Par ailleurs, à l’unanimité, on désire davantage d’information et de documentation ; et surtout on souhaite une place mieux reconnue et plus clairement définie au sein de l’Église locale.

Mais, en conclusion, le décret paraît avoir reçu un accueil très favorable et répondre à un besoin certain.

Il semble qu’on commence à redécouvrir une voie qui, dans l’Église, avait été quelque peu oubliée et dont la remise en honneur correspond aux exigences particulières de notre époque, aussi bien en ce qui regarde la perte du sens de la virginité et de la fidélité que la ré-invention d’une spiritualité et d’une mystique qui, en permettant à la consacrée d’assumer la condition de « la femme seule », peuvent l’aider à développer toutes les virtualités et toutes les richesses incluses dans une apparente frustration.

Surtout, la consécration des vierges, bien loin d’être une compensation à un état de la mentalité contemporaine, constitue en elle-même la redécouverte d’un aspect éminemment positif de la vie féminine à la suite du Christ.

Cette vie que le Seigneur m’a comme « redonnée », écrit une consacrée après une grave opération, c’est pour la consécration qu’il me semble l’avoir reçue ; la mienne sans doute, mais plus encore, celle des autres, la remise en honneur de la virginité dont tant de jeunes ont « honte », hélas, et une sorte de renouveau des structures pour qui se donne à Dieu.

Ainsi, se dégage l’espérance de se trouver « au début de quelque chose de nouveau », pouvant être riche de promesses pour l’Église.

55, rue des Pyrénées
F-75020 PARIS, France

[1Présentation du décret dans La Documentation catholique 67 (1970), 872-875.

[2« Virginité et vie chrétienne au regard du rituel de la consécration des vierges », La Maison-Dieu, n° 110 (1972), 88-115.

[3Nous avons connaissance d’au moins une quarantaine de consacrées dans le monde, mais il en existe certainement beaucoup d’autres.

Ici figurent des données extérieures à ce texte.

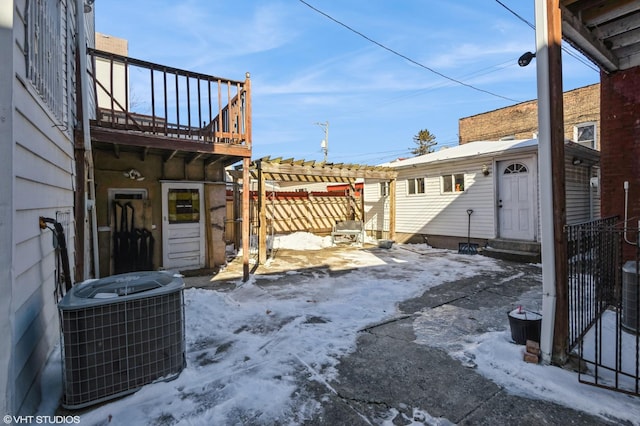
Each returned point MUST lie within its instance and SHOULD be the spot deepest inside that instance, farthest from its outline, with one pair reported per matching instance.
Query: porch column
(262, 216)
(246, 190)
(392, 209)
(553, 342)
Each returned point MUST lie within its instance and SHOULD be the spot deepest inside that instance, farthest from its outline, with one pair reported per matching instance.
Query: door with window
(516, 200)
(183, 239)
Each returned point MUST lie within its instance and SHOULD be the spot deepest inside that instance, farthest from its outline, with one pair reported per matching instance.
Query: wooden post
(262, 216)
(246, 190)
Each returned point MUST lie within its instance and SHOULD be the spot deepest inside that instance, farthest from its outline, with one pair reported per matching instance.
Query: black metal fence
(603, 292)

[4Il n’existe pas – et il ne doit en aucun cas exister – de lien organique entre la consécration des vierges et le Renouveau charismatique. Comme le dit excellemment Monseigneur Huyghe : « Le renouveau de la vie consacrée ne passe pas nécessairement par le renouveau charismatique, et vice versa ». Mais il existe de fait un tel lien entre la virginité et l’Esprit Saint qu’il n’est pas étonnant de voir effectivement de nombreuses consacrées attirées par le Renouveau, où elles pourront puiser lumière et force pour réaliser la plénitude de leur « état ».

[5« Si donc tout chrétien est tenu de se référer lui aussi en toute sa vie à l’Évangile, l’engagement à la virginité en vue du Royaume, particulièrement souligné et solennisé dans le Rituel de consécration, apparaît comme un aspect peut-être plus explicite et en quelque sorte privilégié parce que plus significatif, mais non unique, de la vie selon le Christ ressuscité. C’est cette vie que l’on aspire à mener dès maintenant autant qu’il se peut. Ce dès maintenant et le radicalisme des conséquences ultimes qu’il implique est précisément ce qui semble spécifier religieux et consacrés, sans les mettre au-dessus de la condition chrétienne commune » (Dominique Pichard, « Renouveau de la consécration des vierges », La Vie Spirituelle, n° 603 (1974), p. 584).

[6« Monastique » n’est pas seulement synonyme de « solitaire » : il s’agit de toute cette spiritualité biblique et patristique héritée des chrétiens des premiers siècles, dont la foi vigoureuse était proche encore du martyre et pour lesquels nos distinctions ultérieures entre préceptes et conseils auraient été dénuées de toute signification.